Speaker
Description
In relativistic nuclear collisions, spatial anisotropies characterized by initial eccentricity, triangularity, and higher-order eccentricities arise from the geometry of the collision and fluctuations in the initial energy density distribution. These spatial anisotropies subsequently manifest as momentum anisotropies in the final-state particles through the collective expansion of the hot and dense medium produced in such collisions. The presence of cluster structures in light nuclei, such as $^{7}$Be, $^9$Be, $^{12}$C, and $^{16}$O, induces nuclear deformities, resulting in significant spatial anisotropies in the overlap region when collided at relativistic energies.

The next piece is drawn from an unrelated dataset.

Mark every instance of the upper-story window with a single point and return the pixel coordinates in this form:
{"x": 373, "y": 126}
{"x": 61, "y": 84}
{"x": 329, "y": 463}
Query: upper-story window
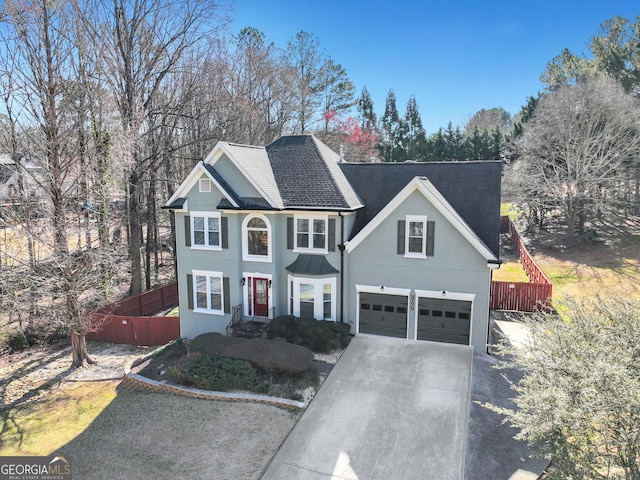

A recent proposal for dedicated $^{16}$O-$^{16}$O collision runs at 7 TeV at the LHC has opened up the opportunity for experimental verification of cluster structures at such energies and investigation of $\alpha$-cluster structures in light nuclei by examining final state observables in relativistic nuclear collisions. Moreover, the system size of $^{16}$O-$^{16}$O collisions is comparable to high-multiplicity proton-proton (pp) and peripheral lead-lead (Pb-Pb) collisions which provides a unique opportunity to investigate the origins of collective behavior in small collision systems.
In this work, we investigate the initial state produced in collisions of $\alpha$-clustered oxygen nuclei at 7 TeV assuming tetrahedral structures. We use GLISSANDO initial conditions and study the resulting flow observables for photons within the framework of the MUSIC hydrodynamics model and state-of-the-art rate of photon production. Our study compares these results with those from unclustered $^{16}$O-$^{16}$O collisions, revealing significant qualitative and quantitative differences in photon observables between the two cases.
We demonstrate that photon observables in $^{16}$O-$^{16}$O collisions can serve as a valuable probe for investigating the nucleon-level geometry as well as the initial state produced in relativistic nuclear collisions.